3 min read

Fitting in all the tiny things

Last week I wrote about saying no. It’s a lesson I’m constantly re-learning. The problem is there’s so many things that I want to do.

Even when I’ve managed to cut my tasks down to a tiny list, I inevitably look for ways to add in new things.

I seek out the novel, while not properly considering how it weighs against the existing.

The last few days have been a perfect enscapsulation of many interesting things all needing attention at once.

When this happens I constantly look for ways to consider the value of each against the energy I have left in a day.

Take one tiny task for example: trying out a new app.

It’s a productivity app, and could solve a problem I have with how I use my Mac. Namely, that I operate with the dock and menu bar hidden by default. I like it that way, but the most common reason I scroll up to show the menu bar is to check the time, or change my bluetooth device.

I’d had it on my list to check out Corner Time for a few days1. I wanted to give it a proper shake and take the time to really see if it’d help with my use case. That meant spending more than a few seconds with it.

So I put it on my Things 3 todo list early this week. It started on Tuesday’s todos. But by mid-morning I knew I wouldn’t get to it. So I bumped it to Wednesday. However, Tuesday evening I looked at all my items for the next morning, and realized Thursday would be better.

Finally, this afternoon, I spent a few minutes trying it out. I installed it, tweaked a few settings, then put it on my work and personal laptops. I like it. I’m still not 100% sure if it’s the right app for my use case, but the task is complete. It takes no energy to leave things as is, with the new tool appearing in the top right corner. Any changes at this point will be driven out of a desire to modify. But the decision to take the time to try it out is already complete.

This tiny task is just one of many.

Every little ideas I have gets thrown into Things or Apple Notes. Bt if we’re being honest most never go through the process I described above.

Instead, and more often than not, I’ll move the task to Someday, a fancy catch all in Things that includes a graveyard of ideas. Currently it sits at 622 items that I’ve added to my todo at some point in the last few years. All of these were items I ultimately decided to take out of the daily list.

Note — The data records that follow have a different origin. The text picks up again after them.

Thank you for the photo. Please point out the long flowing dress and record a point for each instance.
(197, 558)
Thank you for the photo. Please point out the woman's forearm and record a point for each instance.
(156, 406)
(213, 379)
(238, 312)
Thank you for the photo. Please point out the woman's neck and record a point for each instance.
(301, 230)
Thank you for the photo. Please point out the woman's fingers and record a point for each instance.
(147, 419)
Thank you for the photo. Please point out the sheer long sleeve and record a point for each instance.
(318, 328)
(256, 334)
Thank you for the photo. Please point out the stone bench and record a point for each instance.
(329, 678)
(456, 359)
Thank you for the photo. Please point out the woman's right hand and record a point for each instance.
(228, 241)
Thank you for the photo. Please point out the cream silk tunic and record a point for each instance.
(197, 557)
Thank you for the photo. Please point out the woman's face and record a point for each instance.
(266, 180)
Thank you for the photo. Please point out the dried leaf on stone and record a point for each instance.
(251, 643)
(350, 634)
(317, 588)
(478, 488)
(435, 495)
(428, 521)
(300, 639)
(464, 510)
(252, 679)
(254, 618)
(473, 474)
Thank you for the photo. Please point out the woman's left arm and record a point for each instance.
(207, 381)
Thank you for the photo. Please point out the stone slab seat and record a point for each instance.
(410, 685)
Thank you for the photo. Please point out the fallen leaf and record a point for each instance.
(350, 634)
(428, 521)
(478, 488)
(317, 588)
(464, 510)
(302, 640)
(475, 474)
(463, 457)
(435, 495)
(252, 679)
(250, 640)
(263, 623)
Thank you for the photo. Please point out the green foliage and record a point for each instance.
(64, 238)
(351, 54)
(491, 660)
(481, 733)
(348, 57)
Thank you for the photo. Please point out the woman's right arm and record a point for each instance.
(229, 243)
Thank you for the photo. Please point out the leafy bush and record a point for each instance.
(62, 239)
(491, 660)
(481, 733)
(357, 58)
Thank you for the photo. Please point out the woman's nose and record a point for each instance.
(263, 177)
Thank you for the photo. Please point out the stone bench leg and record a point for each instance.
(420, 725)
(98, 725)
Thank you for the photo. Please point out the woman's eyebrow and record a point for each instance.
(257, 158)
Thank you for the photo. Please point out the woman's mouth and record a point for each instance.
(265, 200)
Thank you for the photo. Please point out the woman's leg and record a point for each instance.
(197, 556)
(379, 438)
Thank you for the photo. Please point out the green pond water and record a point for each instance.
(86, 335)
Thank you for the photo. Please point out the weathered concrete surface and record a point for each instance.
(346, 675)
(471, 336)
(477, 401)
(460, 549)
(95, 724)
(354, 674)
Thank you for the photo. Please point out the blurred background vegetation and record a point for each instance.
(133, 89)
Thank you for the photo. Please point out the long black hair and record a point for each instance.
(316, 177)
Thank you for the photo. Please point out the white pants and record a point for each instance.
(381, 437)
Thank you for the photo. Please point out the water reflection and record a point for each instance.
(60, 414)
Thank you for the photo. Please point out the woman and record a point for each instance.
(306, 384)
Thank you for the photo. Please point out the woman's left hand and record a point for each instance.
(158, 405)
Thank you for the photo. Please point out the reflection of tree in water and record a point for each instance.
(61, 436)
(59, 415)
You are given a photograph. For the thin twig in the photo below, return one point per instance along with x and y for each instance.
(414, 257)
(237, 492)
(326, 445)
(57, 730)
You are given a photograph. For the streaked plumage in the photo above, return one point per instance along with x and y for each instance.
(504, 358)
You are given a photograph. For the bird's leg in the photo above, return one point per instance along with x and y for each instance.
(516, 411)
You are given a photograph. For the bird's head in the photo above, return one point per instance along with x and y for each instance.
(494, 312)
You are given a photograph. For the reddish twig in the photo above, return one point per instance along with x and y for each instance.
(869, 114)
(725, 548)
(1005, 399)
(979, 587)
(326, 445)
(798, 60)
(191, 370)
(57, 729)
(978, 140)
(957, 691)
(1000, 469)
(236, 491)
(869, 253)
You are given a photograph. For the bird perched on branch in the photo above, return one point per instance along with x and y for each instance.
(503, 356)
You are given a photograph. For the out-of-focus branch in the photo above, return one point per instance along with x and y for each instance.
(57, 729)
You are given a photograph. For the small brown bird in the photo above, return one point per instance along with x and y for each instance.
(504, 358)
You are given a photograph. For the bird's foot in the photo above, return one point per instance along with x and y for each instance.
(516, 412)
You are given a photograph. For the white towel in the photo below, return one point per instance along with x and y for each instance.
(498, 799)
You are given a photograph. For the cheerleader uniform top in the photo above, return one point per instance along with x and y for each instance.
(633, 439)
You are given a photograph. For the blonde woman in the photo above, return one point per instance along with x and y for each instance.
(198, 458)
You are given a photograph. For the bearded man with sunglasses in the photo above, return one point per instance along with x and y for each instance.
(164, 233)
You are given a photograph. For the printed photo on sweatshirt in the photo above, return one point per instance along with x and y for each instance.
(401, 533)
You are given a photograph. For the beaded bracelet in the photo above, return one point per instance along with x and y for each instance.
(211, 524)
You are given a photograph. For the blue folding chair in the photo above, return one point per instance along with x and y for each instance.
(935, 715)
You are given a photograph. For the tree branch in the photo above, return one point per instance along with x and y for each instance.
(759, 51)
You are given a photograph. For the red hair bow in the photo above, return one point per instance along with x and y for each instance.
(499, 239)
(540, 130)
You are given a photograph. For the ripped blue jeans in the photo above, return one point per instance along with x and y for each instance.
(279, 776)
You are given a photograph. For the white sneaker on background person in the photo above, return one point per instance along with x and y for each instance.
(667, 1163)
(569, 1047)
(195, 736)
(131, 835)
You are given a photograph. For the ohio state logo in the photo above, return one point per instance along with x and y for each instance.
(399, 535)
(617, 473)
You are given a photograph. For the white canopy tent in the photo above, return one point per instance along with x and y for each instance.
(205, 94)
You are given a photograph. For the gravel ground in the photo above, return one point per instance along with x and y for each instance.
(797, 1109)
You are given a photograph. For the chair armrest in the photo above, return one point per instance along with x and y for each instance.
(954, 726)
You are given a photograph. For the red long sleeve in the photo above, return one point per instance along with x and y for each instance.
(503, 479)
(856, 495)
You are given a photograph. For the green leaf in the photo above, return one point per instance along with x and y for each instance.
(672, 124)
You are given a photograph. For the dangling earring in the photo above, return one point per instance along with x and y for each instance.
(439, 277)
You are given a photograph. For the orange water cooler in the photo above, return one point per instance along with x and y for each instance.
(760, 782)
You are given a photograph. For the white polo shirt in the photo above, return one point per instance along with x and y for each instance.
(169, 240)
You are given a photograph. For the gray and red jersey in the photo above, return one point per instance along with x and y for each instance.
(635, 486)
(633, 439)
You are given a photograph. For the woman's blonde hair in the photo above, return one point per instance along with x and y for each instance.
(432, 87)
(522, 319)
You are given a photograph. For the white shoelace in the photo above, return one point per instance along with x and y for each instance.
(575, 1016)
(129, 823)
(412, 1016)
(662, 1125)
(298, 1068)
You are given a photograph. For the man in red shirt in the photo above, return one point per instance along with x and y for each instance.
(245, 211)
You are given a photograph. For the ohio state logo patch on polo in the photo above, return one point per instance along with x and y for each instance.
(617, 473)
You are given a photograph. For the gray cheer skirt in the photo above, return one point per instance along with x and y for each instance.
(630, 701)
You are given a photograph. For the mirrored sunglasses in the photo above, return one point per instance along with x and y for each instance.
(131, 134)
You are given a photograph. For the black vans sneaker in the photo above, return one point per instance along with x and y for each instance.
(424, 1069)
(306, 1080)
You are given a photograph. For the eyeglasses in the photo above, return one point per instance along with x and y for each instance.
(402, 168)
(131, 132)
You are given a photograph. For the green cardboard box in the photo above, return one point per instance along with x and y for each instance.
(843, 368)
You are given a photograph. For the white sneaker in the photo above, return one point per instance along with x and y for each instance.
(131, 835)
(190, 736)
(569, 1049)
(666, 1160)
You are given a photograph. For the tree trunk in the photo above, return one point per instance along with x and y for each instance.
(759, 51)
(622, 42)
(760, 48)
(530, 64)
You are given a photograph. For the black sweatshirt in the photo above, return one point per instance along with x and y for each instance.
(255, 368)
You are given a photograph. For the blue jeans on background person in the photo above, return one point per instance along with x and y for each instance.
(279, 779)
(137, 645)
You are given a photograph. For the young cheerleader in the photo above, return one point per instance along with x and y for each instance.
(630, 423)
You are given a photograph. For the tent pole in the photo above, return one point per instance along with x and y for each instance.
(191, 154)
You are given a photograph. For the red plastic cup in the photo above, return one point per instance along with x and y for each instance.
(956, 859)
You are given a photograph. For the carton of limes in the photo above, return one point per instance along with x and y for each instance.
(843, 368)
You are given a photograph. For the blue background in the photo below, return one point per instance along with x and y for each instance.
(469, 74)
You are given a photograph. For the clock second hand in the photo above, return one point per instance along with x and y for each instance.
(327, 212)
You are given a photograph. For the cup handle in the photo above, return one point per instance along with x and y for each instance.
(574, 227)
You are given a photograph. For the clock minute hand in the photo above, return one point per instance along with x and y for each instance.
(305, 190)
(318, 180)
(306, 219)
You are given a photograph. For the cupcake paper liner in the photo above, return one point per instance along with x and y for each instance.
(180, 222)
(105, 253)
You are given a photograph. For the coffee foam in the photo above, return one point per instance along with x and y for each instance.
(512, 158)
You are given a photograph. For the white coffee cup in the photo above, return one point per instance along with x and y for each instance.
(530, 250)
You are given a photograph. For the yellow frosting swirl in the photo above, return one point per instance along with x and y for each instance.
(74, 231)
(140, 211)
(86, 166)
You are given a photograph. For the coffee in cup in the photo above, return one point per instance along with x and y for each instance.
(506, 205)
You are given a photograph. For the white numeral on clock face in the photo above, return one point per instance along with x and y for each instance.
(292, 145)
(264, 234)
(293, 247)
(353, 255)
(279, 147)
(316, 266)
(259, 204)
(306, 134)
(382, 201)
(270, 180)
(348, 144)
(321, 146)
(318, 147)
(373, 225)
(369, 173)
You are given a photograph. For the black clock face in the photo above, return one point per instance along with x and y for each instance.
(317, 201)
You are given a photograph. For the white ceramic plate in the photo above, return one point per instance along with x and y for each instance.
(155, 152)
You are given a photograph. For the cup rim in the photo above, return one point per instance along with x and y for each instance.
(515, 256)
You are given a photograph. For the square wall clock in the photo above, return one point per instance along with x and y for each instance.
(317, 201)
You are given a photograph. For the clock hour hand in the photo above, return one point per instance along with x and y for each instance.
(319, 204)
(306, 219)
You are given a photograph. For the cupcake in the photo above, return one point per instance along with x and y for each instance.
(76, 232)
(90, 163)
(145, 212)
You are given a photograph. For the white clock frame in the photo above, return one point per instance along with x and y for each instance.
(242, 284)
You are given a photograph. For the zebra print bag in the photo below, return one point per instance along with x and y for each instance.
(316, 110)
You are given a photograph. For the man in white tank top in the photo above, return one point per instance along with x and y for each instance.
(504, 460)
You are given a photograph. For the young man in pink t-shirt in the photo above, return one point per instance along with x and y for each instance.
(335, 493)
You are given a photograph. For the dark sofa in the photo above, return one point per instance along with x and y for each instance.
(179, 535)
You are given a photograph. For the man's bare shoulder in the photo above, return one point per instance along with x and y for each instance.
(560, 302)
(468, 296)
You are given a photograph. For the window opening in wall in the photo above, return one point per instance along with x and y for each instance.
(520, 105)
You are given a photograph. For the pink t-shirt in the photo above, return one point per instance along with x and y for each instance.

And here’s the key for me in all this. If something is in the Today view, it will either get done, deleted, moved to a future day, or put into Someday.

Today is an accurate portrayal of the tasks I intend to do before I go to sleep, and hour by hour I’m evaluating what still makes sense, and what needs to shift. When I put something to tomorrow, or later this week, it means I still think I’ll do it. When it moves to Someday, I’ve given myself permission to never think about it again, but I can dig it up if needed.

This process, this constant culling of items, is a way for me to constantly check if a new idea will fit in, and what previous todos need to be taken out to make room.

Another small task I added was to check if a the RSS feed from a WordPress site can be transferred to Ghost. I put that task on my phone or watch at some point after work. However, when I sat down for the day to evaluate my tasks, it wasn’t relevant and didn’t hold the weight needed against all the other things I was wanting to do.

The problem I’m constantly fighting against is task overload. Add too many small things on a single day and you’re going to just ignore the todo list entirely, or bump everything out to the following day and build up that list of planned things to infinity.

I’d rather be pragmatic, telling myself no regularly, and leaving room for the things that really matter. The graveyard will continue to grow, and that’s fine with me.

1. The first step to keeping a todo list is having a place to write everything down. I’d rather have the idea captured, and if need be ignore it, instead of it floating away and leaving me with the vague sense of missing something.